34Hasardons que ces engagements sont probablement de deux sortes. D’un côté, il y aurait ceux relevant d’une ontologie dite naïve ou de sens commun, enchâssée dans les usages ordinaires d’un langage conceptuel et d’une langue naturelle. Ils s’exprimeraient sous la forme de croyances intuitives et le plus souvent tacites. Les croyances « perceptuelles » en seraient le prototype. De l’autre, il y aurait les engagements s’inscrivant dans une ontologie à caractère culturellement raisonné, théorique si l’on veut car franchissant les frontières du concret, des « perceptions courantes » (Thomas Kuhn) ou des « interprétations naturelles » (Paul Feyerabend). Ils se couleraient dans des croyances réflexives.

35Les croyances intuitives tendent à passer inaperçues de l’enquêteur ; c’est qu’il tend à les partager. Ce sont celles que le métaphysicien descriptif s’efforce de dégager, au moyen de l’analyse sémantique et de l’outil logique. En revanche, les croyances réflexives déclenchent le signal d’attention de l’enquêteur, pour cause d’altérité culturelle. Elles appellent, pour leur part, l’interprétation.

36Ontologie naïve et théorique ne s’affrontent pas normalement à découvert. Descola a raison, sans nul doute, d’affirmer que l’animal ne change pas de mode d’être selon qu’il est visé par l’arme du chasseur achuar, représentant d’une espèce comestible, ou par sa pensée spéculative, être à l’identité spécifique incertaine. Notons toutefois qu’il évoque, dans La nature domestique, les cas, pas si rares, où, dans la chasse, la pratique effective bouscule la « norme affichée ».
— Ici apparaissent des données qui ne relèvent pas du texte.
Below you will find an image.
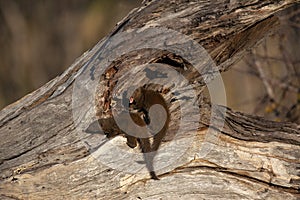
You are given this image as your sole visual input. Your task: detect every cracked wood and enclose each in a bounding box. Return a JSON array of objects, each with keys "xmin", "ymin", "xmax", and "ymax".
[{"xmin": 0, "ymin": 0, "xmax": 300, "ymax": 199}]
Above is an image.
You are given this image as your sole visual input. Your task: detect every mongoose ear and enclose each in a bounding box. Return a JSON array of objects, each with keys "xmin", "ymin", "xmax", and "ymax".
[{"xmin": 129, "ymin": 97, "xmax": 135, "ymax": 104}]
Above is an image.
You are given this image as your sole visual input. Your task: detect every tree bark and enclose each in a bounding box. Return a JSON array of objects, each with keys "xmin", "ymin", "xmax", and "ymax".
[{"xmin": 1, "ymin": 0, "xmax": 300, "ymax": 199}]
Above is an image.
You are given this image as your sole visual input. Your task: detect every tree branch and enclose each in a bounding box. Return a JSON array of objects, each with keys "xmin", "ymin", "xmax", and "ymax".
[{"xmin": 0, "ymin": 0, "xmax": 299, "ymax": 199}]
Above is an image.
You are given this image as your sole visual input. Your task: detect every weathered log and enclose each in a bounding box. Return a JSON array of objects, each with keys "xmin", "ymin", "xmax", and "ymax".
[{"xmin": 0, "ymin": 0, "xmax": 299, "ymax": 199}]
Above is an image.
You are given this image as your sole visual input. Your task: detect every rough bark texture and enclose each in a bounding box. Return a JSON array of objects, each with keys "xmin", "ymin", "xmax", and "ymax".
[{"xmin": 1, "ymin": 0, "xmax": 300, "ymax": 199}]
37Je ne crois pas attenter aux pouvoirs du génie culturel en assignant aux quatre régimes ontologiques distingués par Descola des fondations partagées consistant en une conception de sens commun des êtres et des choses, leur fixant leurs conditions d’identité. Ces quatre « sciences du monde » sont des versions théorisées de la manière dont les groupes humains schématisent leur expérience.
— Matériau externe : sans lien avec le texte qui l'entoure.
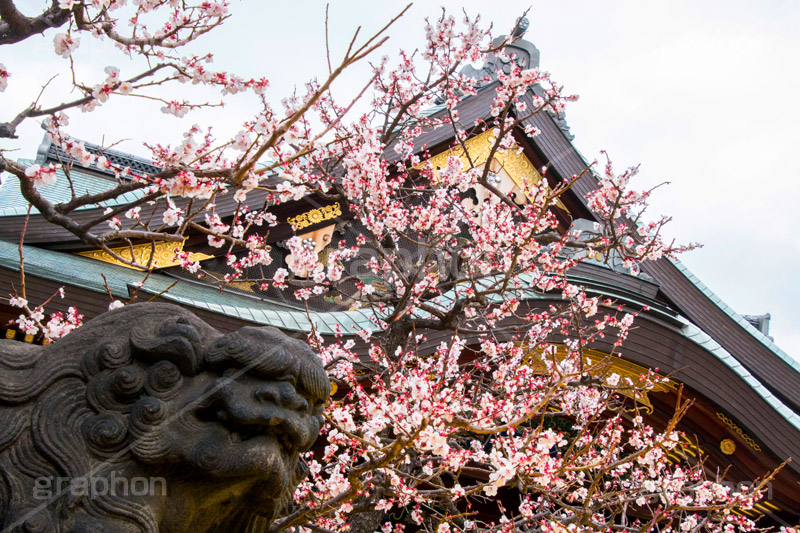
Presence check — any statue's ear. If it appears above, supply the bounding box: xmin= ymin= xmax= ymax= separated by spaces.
xmin=130 ymin=316 xmax=203 ymax=375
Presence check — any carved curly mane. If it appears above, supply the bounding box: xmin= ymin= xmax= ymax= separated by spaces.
xmin=0 ymin=303 xmax=329 ymax=533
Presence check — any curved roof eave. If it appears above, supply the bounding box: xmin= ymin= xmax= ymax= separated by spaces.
xmin=671 ymin=258 xmax=800 ymax=376
xmin=679 ymin=316 xmax=800 ymax=433
xmin=0 ymin=160 xmax=147 ymax=217
xmin=2 ymin=239 xmax=799 ymax=448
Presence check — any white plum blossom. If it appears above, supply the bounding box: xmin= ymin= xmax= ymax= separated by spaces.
xmin=161 ymin=101 xmax=189 ymax=117
xmin=0 ymin=64 xmax=8 ymax=92
xmin=24 ymin=164 xmax=59 ymax=187
xmin=117 ymin=81 xmax=134 ymax=95
xmin=53 ymin=33 xmax=80 ymax=58
xmin=162 ymin=198 xmax=184 ymax=226
xmin=107 ymin=216 xmax=121 ymax=230
xmin=200 ymin=2 xmax=228 ymax=17
xmin=8 ymin=295 xmax=27 ymax=308
xmin=42 ymin=307 xmax=82 ymax=340
xmin=232 ymin=130 xmax=252 ymax=151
38Au reste, les hommes font bien davantage corps avec leurs croyances réflexives qu’avec leurs certitudes instinctives…

Notes

  • [1]
    Descola P., 2005, Par-delà nature et culture, Paris, Gallimard.
  • [2]
    Newton-Smith W., 1988, Relativism and the possibility of interpretation, in Martin H. & Steven L. (eds), Rationality and Relativism, Oxford, Basil Blackwell : 106-123.
  • [3]
    J’ai développé ailleurs le raisonnement sommairement présenté ici (Lenclud G., 2013, L’universalisme ou le pari de la raison, Paris, Hautes Études, Gallimard/Seuil).
  • [4]
    Descola P., 1986, La nature domestique, Paris, Éditions de la Maison des sciences de l’homme.